By: Nada Badawi
The US Senate is considering an emergency resolution for domestic spending, with five senators, including four Republicans and one Democrat, offering separate amendments to restructure US aid to Egypt.
Since Egypt signed the Peace Treaty with Israel in 1979, Washington has been providing $1.3bn per year in military aid to Egypt.
The US recently announced granting Egypt $250m in budget aid after President Mohamed Morsi promised to make a number of economic reforms necessary to secure the proposed $4.8bn International Monetary Fund (IMF) loan.
The senators, Republican Marco Rubio, John McCain, James Inhofe, Rand Paul and Democratic Senator Patrick Leahy, reported to Reuters that “they are not seeking to cut Egypt’s assistance, only redirect it”.
The amendments are among 125 added to the bill, a US domestic spending measure known as a continuing resolution.
Other US lawmakers are studying ways in which they can seize the domestic spending bill to impose greater restrictions on Egypt’s ruling Muslim Brotherhood’s usage over the $1bn military aid that Washington sends to Egypt annually.
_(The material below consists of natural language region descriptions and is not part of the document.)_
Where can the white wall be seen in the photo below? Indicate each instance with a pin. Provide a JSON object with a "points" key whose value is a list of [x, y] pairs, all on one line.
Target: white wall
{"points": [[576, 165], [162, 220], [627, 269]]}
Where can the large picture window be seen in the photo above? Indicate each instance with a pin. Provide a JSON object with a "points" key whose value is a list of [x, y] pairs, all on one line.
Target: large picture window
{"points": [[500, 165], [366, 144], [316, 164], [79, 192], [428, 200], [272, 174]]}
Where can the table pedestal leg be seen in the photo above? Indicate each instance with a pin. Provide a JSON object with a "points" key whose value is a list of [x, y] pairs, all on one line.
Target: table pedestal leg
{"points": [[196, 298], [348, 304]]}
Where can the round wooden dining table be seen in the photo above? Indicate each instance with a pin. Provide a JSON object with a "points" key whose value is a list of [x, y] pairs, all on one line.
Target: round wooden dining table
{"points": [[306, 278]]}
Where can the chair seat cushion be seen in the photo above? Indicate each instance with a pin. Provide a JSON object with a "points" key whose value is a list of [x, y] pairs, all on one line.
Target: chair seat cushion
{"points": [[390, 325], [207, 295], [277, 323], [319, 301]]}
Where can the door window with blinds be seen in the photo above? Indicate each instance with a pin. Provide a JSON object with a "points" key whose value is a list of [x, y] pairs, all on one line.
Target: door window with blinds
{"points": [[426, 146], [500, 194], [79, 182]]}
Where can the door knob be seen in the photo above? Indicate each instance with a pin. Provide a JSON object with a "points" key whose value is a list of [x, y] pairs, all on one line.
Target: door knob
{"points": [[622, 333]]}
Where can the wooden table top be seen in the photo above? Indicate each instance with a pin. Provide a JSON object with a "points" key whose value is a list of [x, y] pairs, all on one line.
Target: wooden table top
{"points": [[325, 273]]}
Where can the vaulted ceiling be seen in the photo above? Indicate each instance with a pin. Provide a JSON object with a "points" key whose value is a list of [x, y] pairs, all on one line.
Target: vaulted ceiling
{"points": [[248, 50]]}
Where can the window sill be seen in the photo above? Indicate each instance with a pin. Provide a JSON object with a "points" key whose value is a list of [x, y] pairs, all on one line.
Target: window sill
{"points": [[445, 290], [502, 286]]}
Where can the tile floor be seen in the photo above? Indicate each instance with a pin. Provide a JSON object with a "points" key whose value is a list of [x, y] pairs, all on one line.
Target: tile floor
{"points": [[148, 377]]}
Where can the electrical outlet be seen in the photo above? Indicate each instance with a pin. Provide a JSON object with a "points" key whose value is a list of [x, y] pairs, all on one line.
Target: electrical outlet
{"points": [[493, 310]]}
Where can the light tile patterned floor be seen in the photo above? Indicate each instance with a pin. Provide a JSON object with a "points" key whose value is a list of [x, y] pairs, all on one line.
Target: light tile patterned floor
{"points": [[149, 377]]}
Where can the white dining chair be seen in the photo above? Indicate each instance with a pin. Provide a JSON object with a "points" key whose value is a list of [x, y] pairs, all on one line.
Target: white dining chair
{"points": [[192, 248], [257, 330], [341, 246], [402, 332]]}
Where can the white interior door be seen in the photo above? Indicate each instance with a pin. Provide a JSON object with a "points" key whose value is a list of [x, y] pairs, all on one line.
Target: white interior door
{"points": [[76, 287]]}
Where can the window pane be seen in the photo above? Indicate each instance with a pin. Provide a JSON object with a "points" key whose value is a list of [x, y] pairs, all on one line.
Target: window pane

American lawmakers expressed grave concerns regarding Egypt’s current political status, future policies of Morsi’s Islamist government, Egypt’s relations with Israel and acrimonious comments made by Morsi in 2010 about Jews.
The lawmakers’ restrictions on Egypt’s aid come days before President Barack Obama’s visit to Israel.
“In the 21st century, America’s foreign assistance must reflect our values as well as our interests,” said Rubio.
“The US-Egypt relationship has been a critical one for decades, but it must be adapted to reflect the new political reality the Arab Spring has created. That adaptation process must begin with how our money is being spent” he continued.
Rubio’s amendments would block the payment of additional economic support funds and new foreign military financing contracts until “Cairo begins to enact economic reforms and Obama’s administration certifies it is protecting human rights.”
Rubio also stated that Morsi’s government should seek to protect the rights of “religious minorities, women, a free press and the ability of Egyptian and foreign NGOs to promote civil society, governance and democracy”.
“Our foreign aid is not charity,” he said. “Our foreign aid is used to advance our foreign policy interests; we have a right to be concerned.”
Leahy and McCain’s amendments seek to ensure that military aid is used for counterrorism, border security or special operations, meeting Egypt’s most pressing security needs, not major defence equipment such as F-16 fighter jets or M1 tanks.
Paul’s amendment, co-sponsored by Inhofe, seeks to cut off all assistance to Egypt until “Morsi says, in English and Arabic, that he intends to uphold the Camp David peace accords”.
It is still not clear how many of the five proposed amendments would survive negotiations on a final version. The Senate is expected to vote on a final version on Tuesday or Wednesday.